Suicide is a serious problem for our Native neighbors. The Pine Ridge Reservation has had waves of youth suicides since well before the adoption of Common Core. Dr. Delphine Red Shirt says the despair driving these suicides comes from the culture of fear imposed imposed by colonialism. Maybe we could make the argument that imposing Western rationalist curriculum standards on Indian reservations is one aspect of colonialism. But with the Department of Education warning that repealing Common Core would only require implementing new (Western rationalist) standards, and with Common Core opponents suggesting new standards, the colonialism critique doesn’t get us anywhere on HB 1223.

But Rep. May wasn’t making that deep critique. She seems to have been colonializing her Indian neighbors again, exploiting their pain to advance her political goal of the moment. This one ill-considered rhetorical tactic only weakened her position, opening education policy critics to ridicule from the national press, which lump her suicide claim in with other wild accusations made by Common Core opponents.

The Huffington Post lets Rep. May try to explain herself:

May clarified her comments for The Huffington Post, noting that, “Our suicide rate keeps increasing on the [Pine Ridge] reservation, our kids are under a lot of distress socially and economically.”

Indeed, the suicide rates of Native youth are disproportionately high around the country.

May further said she thinks the Common Core State Standards put too much emphasis on standardized testing.

“Very simple, testing, testing testing. They have to teach to the test. You know and I know and every teacher in the trenches on the reservation know it,” wrote May in an email. “It never is about children and teachers it’s about a bureaucracy.”

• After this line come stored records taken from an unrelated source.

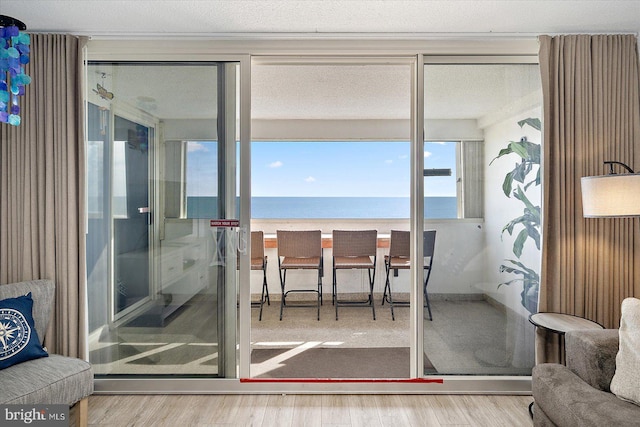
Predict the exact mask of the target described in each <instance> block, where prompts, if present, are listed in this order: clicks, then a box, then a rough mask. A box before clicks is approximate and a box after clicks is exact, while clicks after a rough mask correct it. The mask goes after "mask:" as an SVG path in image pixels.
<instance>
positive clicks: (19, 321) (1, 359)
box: [0, 292, 48, 369]
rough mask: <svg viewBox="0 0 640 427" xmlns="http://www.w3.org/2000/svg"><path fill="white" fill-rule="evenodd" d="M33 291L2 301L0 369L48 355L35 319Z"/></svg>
mask: <svg viewBox="0 0 640 427" xmlns="http://www.w3.org/2000/svg"><path fill="white" fill-rule="evenodd" d="M32 309H33V299H32V298H31V292H29V293H28V294H27V295H24V296H21V297H18V298H7V299H3V300H1V301H0V369H4V368H8V367H9V366H11V365H15V364H16V363H21V362H26V361H27V360H31V359H37V358H40V357H46V356H48V354H47V352H46V351H45V350H44V348H42V346H41V345H40V339H39V338H38V333H37V332H36V328H35V323H34V321H33V314H32Z"/></svg>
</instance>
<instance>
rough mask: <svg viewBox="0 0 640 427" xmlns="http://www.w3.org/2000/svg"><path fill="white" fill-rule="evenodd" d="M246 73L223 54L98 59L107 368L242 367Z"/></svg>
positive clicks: (99, 290)
mask: <svg viewBox="0 0 640 427" xmlns="http://www.w3.org/2000/svg"><path fill="white" fill-rule="evenodd" d="M238 71H239V65H238V63H223V62H205V63H202V62H197V63H176V62H169V63H168V62H137V63H132V62H94V63H91V64H90V65H89V66H88V76H89V87H90V95H89V99H88V101H89V102H88V107H87V111H88V127H87V129H88V136H89V137H88V143H87V147H88V149H87V161H88V172H87V188H88V193H89V194H88V196H89V197H88V213H89V219H88V234H87V271H88V291H89V328H90V340H89V350H90V362H91V363H92V365H93V367H94V370H95V372H96V374H97V375H98V376H102V377H110V376H135V377H148V376H150V375H154V376H156V375H159V376H172V377H175V376H206V377H226V376H230V375H231V376H235V373H236V366H237V360H236V358H237V357H236V346H235V343H236V341H237V337H236V332H235V331H236V326H235V325H236V321H235V319H236V317H237V315H236V302H237V291H236V289H237V286H236V283H237V274H238V273H237V267H238V263H237V253H238V238H239V221H238V214H239V208H238V199H237V194H238V193H237V182H236V169H237V159H236V156H237V153H238V151H237V140H238V135H237V133H238V132H237V122H238V113H237V112H238V108H237V107H238V99H237V97H238V78H237V75H238ZM180 82H182V83H185V82H189V84H188V85H187V84H181V83H180ZM227 342H231V345H225V343H227Z"/></svg>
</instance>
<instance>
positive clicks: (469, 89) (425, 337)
mask: <svg viewBox="0 0 640 427" xmlns="http://www.w3.org/2000/svg"><path fill="white" fill-rule="evenodd" d="M533 60H535V58H533ZM425 62H426V63H425V67H424V106H425V136H424V144H423V147H424V174H423V175H424V182H423V184H424V206H425V217H424V230H425V244H424V252H425V254H424V255H425V258H424V262H425V269H424V276H425V280H427V281H426V285H425V286H424V289H425V292H426V293H425V298H424V301H423V305H424V312H423V333H424V336H423V339H424V354H425V358H426V359H428V363H425V367H424V374H425V375H498V376H499V375H509V376H513V375H520V376H528V375H530V374H531V368H532V367H533V365H534V328H533V326H532V325H531V324H530V323H529V322H528V316H529V314H531V313H535V312H536V310H537V300H538V292H537V291H538V274H539V272H540V188H541V186H540V184H541V183H540V180H539V176H540V175H539V167H540V146H541V142H542V141H541V132H540V124H541V112H542V111H541V92H540V80H539V70H538V66H537V64H536V63H531V62H529V63H527V62H526V61H523V60H522V58H517V59H511V60H510V59H509V58H500V59H498V60H497V61H496V60H495V58H493V59H492V58H488V59H484V58H469V57H458V58H442V57H426V58H425ZM428 236H430V237H428ZM430 238H433V239H434V241H431V240H429V239H430ZM429 255H431V256H429Z"/></svg>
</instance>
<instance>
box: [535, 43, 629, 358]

“There’s kids who just won’t go to school,” she added over the phone. “This is not even just about Indian children, but about all of our children. We see it more in the depressed areas of our country. Not all children learn the same. We can’t put everybody inside a box, it doesn’t work.”

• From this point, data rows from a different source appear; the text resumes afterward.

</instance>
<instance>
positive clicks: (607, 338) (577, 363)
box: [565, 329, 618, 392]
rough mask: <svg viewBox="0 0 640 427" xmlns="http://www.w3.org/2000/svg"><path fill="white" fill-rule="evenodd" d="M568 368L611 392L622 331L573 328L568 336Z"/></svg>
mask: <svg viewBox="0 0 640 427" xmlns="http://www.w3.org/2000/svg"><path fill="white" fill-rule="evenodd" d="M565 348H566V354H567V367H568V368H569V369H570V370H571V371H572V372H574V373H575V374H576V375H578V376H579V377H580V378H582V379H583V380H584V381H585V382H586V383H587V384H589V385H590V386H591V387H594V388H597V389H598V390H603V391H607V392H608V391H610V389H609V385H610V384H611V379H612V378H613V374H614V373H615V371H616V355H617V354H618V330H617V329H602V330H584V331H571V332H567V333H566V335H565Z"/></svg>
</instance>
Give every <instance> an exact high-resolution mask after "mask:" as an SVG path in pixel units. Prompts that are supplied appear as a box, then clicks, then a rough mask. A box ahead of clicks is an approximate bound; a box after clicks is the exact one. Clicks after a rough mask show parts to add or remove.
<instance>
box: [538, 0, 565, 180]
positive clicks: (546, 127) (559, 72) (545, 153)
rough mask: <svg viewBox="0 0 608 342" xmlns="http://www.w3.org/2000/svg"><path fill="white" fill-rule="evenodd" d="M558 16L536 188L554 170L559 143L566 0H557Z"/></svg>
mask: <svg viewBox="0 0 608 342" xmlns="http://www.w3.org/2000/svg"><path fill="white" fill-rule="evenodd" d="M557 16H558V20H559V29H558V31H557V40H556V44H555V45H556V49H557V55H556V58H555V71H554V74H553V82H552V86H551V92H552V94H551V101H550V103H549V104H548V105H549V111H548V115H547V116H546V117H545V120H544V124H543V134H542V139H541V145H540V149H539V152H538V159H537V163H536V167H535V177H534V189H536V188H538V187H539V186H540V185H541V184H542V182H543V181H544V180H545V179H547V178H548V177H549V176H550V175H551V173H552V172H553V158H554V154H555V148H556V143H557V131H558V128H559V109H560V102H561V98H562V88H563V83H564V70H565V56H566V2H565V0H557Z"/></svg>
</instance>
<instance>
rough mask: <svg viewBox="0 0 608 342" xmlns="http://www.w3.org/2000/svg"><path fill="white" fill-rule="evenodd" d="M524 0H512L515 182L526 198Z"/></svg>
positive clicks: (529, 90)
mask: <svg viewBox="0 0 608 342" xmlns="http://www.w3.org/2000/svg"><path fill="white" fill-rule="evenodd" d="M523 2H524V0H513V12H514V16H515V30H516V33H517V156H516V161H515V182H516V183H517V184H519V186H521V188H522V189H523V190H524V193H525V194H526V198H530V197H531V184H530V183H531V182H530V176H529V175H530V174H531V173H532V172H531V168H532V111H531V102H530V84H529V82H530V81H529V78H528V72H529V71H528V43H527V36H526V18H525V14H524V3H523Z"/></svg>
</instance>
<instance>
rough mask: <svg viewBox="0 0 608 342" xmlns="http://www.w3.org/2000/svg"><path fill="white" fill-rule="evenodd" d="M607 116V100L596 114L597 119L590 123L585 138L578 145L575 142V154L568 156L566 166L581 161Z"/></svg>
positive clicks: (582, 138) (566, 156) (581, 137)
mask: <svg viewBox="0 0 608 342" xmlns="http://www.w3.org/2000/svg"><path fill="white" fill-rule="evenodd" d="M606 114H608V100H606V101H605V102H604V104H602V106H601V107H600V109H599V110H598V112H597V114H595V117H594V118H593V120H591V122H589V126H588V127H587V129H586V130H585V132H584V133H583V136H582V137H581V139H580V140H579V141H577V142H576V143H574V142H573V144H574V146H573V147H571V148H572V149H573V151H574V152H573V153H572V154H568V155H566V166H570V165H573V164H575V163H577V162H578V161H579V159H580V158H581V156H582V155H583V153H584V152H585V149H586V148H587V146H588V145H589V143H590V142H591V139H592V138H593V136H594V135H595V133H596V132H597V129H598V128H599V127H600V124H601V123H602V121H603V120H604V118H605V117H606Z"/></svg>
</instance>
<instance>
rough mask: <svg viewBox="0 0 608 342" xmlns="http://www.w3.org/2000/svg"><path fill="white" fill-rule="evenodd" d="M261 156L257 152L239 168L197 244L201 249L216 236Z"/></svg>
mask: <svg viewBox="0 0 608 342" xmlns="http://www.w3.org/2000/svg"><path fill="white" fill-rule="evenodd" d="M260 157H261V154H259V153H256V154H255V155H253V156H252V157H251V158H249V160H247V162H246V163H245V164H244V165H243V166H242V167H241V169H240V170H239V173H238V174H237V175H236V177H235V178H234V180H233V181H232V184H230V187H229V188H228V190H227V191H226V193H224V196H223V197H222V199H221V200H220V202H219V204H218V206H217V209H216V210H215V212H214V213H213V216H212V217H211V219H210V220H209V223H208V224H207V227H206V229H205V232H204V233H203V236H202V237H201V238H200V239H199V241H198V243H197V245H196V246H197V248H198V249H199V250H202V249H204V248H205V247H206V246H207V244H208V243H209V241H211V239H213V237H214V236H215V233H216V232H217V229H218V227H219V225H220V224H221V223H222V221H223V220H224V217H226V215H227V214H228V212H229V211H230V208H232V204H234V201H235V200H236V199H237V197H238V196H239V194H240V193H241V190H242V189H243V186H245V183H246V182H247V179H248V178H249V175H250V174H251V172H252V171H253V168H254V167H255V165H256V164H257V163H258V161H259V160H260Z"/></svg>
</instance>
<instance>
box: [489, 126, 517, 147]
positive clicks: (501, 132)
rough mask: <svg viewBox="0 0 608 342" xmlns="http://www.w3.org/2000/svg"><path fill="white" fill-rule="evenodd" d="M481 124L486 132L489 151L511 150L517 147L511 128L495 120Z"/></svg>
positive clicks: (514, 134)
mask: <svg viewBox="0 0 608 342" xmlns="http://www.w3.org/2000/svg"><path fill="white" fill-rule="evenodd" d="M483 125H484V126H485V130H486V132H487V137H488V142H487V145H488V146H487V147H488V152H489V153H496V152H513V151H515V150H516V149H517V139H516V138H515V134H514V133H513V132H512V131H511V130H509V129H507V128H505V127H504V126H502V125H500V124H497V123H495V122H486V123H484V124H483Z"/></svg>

The Common Core State Standards do not necessarily increase amounts of standardized testing, but tests aligned with the standards have been noted for their rigor [Rebecca Klein, “South Dakota Legislator Suggests Common Core Contributed To Kids’ Deaths,” Huffington Post, 2015.02.27].

We can dismantle Rep. May’s elaboration on straight logic:

  1. “Our suicide rate keeps increasing” indicates the problem has arisen from and will continue as a result of other factors. HB 1223 would not have solved.
  2. “too much emphasis on standardized testing” has been a critique of every standards movement (remember No Child Left Behind?). HB 1223 would have left the testing regime in place.
  3. “This is not even just about Indian children, but about all of our children”—then why did Rep. May’s remarks on the House floor Tuesday talk about suicide among Indian children? Is there a spate of white youth suicides induced by Common Core that Rep. May left unmentioned? This comment sounds like Rep. May realizing she’d made a weak claim and trying to move the debate to a different topic.

We could beat back Common Core and other centralized intrusions on the art of good teaching with better, more practical arguments. Claiming that Common Core kills Indian kids only invites ridicule that prevents good arguments from being heard.